Six

 

Briska waited for the girl to go back to sleep before she dared to use the mirror to contact Mistress Kun again. Even then, she took the mirror outside to use it out of sight of the pair.

"What is it?" Kun asked in irritation. Though Briska could not see below the woman's shoulders, she could see enough to know she'd roused the woman from bed. Briska would wager Kun had been pulled from a lover's arms instead of a dream, for Kun was too alert to be newly woken.

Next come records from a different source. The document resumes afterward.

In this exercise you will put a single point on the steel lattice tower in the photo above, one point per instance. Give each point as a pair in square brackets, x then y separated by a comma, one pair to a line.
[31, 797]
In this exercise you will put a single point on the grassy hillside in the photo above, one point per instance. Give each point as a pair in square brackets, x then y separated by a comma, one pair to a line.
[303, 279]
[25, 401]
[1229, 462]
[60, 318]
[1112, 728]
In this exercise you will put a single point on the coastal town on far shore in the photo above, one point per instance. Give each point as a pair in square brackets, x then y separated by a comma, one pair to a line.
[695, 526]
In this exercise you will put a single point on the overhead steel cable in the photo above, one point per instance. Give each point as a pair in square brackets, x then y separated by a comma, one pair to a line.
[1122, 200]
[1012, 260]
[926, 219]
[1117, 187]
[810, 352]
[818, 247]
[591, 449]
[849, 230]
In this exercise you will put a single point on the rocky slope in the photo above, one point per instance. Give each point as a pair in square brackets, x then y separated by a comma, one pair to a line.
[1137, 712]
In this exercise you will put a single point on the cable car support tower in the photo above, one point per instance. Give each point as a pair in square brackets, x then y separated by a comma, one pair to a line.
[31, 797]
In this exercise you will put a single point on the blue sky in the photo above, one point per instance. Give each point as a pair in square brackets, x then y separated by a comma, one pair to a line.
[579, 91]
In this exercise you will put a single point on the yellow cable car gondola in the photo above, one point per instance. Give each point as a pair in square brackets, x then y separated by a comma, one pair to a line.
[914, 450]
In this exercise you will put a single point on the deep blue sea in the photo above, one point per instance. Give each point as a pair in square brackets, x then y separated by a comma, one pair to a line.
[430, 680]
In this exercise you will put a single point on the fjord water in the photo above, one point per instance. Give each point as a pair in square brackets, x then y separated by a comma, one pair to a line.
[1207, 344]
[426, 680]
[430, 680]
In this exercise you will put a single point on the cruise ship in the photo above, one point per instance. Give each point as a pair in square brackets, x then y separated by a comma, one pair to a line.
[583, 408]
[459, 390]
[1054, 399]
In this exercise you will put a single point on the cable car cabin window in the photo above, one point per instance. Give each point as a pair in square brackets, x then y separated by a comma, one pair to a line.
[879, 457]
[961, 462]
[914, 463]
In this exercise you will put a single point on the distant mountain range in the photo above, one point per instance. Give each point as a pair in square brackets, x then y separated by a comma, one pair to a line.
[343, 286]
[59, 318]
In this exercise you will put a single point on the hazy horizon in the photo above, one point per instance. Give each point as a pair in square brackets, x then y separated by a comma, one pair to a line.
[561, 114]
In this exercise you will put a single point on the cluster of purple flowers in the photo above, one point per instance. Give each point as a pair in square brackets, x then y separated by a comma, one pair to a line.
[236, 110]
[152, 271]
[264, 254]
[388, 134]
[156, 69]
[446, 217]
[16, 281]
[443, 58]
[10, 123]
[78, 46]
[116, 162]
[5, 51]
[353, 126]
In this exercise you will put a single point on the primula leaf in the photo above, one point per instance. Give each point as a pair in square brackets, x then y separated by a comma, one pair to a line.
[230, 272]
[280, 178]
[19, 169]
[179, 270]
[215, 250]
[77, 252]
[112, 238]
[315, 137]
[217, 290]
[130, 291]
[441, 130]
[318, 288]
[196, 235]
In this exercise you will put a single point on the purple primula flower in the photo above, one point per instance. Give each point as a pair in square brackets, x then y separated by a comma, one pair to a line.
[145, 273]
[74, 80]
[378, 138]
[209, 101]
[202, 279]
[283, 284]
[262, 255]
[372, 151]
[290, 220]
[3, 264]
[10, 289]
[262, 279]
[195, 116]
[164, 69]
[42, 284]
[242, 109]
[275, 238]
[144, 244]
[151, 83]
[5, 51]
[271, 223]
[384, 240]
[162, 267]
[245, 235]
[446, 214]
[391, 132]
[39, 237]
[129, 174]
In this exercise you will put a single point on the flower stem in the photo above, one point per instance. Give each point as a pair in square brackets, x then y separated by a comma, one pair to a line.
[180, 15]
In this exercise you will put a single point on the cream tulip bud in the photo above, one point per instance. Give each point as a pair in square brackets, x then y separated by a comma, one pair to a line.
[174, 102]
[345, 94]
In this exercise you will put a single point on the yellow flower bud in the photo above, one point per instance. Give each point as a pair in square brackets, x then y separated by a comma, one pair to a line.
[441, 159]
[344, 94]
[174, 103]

"You have made a mistake. They are not a suitable match at all, but brother and sister. Hansel and Gretel are their names. Mistress, to make these two fall in love would be an abomination." Briska stuck her head inside and eyed the sleeping pair on the other side of the lattice, another of Kun's gifts. Kun had provided her with a modest bed, cooking utensils and a book to instruct her in using them and the spices from home, though djinn didn't need food, sleep or warmth. She had to appear like a normal human to these northern barbarians, apparently. As if a queen, albeit an exiled one, was anything close to normal. "I will not make this match!"

Kun's eyes flashed. "You serve me, and I order you to make this match. Do you hear me, djinn?"

"Yes, Mistress," came out Briska's mouth, unbidden. Before her tongue could betray her again, she hissed, "I hear you, but I will not!"

Pain erupted in her head, like nothing she'd ever known before.

"Welcome to your enslavement. As long as you refuse to obey, the pain will worsen. Obey me, and it will fade as if it had never existed. Make the match," Kun said.

Blinded by pain, pressing her head to the stone floor in a desperate attempt to alleviate the agony screaming from one ear to the other, Briska was barely aware of the mirror returning to mist once more before she lost her senses to the darkness.